Please note: Entries within this blog may contain references to instances of domestic abuse, dating abuse, sexual assault, abuse or harassment. At all times, Break the Cycle encourages readers to take whatever precautions necessary to protect themselves emotionally and psychologically.  If you would like to speak with an advocate, please contact a 24/7 peer advocate at 866-331-9474  or text "loveis" to 22522.

When Abusive Partners Come to Work

dating violence in the workplaceIf someone is in an unhealthy or abusive relationship, breaking up can be complicated. It’s hard for people to talk about, let alone tell their work. But if your co-worker or employee is in the middle of this kind of breakup, you can help keep them safe by being part of their support system.

First, like helping anyone in an unhealthy or abusive relationship, let them know that you are there for them. They are coming to you because they feel you can support them and play a role in their safety. Honor that by acting like a trustworthy and supportive co-worker. Avoid judging the situation, them or their partner. And work with them to create a safety plan.
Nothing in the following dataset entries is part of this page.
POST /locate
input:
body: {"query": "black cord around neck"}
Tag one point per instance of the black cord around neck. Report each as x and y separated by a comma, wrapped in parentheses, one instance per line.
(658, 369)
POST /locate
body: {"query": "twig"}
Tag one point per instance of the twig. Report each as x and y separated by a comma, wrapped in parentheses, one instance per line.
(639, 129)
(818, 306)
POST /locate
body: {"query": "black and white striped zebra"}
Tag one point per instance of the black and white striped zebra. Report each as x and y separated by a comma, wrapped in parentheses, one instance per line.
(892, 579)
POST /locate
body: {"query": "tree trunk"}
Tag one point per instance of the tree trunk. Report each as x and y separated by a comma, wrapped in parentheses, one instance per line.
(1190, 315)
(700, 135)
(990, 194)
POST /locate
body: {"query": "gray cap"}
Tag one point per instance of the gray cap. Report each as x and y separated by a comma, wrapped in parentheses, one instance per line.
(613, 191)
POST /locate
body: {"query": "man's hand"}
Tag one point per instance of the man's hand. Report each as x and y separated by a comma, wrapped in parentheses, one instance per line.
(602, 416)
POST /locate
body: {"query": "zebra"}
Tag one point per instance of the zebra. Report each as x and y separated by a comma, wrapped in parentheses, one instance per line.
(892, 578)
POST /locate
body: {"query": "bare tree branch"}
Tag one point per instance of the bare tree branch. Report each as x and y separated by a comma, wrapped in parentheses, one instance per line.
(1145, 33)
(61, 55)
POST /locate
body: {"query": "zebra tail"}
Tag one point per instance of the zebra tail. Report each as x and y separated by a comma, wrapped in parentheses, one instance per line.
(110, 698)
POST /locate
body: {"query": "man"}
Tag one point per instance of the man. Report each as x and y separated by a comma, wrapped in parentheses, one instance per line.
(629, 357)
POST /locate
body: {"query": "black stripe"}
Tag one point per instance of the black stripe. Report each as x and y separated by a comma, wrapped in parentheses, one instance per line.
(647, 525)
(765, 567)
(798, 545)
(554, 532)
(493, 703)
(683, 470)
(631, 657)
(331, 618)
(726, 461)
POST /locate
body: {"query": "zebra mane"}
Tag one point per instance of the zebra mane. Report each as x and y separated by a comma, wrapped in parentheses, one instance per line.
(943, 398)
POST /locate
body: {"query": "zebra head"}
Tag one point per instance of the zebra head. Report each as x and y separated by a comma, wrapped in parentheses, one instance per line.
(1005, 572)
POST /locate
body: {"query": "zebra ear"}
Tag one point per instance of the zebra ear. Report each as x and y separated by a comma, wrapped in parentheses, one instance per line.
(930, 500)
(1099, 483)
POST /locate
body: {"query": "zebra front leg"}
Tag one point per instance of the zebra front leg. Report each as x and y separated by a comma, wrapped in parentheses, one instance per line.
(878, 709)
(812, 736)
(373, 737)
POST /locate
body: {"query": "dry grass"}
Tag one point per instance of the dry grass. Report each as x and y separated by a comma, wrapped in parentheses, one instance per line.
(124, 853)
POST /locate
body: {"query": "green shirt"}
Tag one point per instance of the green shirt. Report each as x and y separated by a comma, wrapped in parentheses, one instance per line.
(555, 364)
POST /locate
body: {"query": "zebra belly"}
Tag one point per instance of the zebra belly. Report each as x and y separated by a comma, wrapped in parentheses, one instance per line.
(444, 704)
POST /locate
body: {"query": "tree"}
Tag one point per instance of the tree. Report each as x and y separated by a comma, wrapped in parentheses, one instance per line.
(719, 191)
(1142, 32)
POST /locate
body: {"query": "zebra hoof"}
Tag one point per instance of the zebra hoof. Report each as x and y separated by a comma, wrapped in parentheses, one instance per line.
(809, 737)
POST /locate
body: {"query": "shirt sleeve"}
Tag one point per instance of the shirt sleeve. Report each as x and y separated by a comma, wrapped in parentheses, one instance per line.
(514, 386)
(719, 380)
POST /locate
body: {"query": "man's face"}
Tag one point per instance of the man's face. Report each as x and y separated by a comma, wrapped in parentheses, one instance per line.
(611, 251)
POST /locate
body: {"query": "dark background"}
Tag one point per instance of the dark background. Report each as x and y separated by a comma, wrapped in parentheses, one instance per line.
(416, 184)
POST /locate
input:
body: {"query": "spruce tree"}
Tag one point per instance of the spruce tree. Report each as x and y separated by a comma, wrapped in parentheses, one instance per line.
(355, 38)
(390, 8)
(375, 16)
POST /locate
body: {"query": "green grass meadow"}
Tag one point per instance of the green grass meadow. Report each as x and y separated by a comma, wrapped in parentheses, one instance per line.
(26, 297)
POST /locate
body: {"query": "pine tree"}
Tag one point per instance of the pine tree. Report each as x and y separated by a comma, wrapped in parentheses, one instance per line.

Does your workplace have policies on what to do in this case? If you’re a co-worker, you may want to ask if you can refer them to a friendly manager who can assist with explaining that company policy. If you’re the employer, talk to them about their options. You may be able to grant them time off for court hearings or counseling.

If they tell you what their partner looks like, be on the lookout so you can keep them out of the workplace. Don’t reveal personal information like their work schedule -- the abusive partner could show up unannounced or use it as a way to keep tabs on your employee. If they have a protection order against their abuser, you can then help enforce it by calling the police if the abusive partner shows up.

Jobs with security are an asset in situations like these -- that security guard can help prevent the abuser from coming into the workplace or walk your worker in and out of the building.

You may not want to lose a great employee, but if your company has additional job sites (say, you’re the manager of a Starbucks), you can suggest a relocation. Depending on the company, it usually does not affect their work status. This work makes it difficult for their abusive partner to find them and helps to keep your workplace safe. Does your state consider domestic violence a good cause to leave a job? If it comes to this, let them know that if they have to leave, they may qualify for unemployment benefits.

Abuse happens to everyone, regardless of age, race, religion or socioeconomic status. Know the warning signs of abuse and help protect those around you by being able to help when they need it.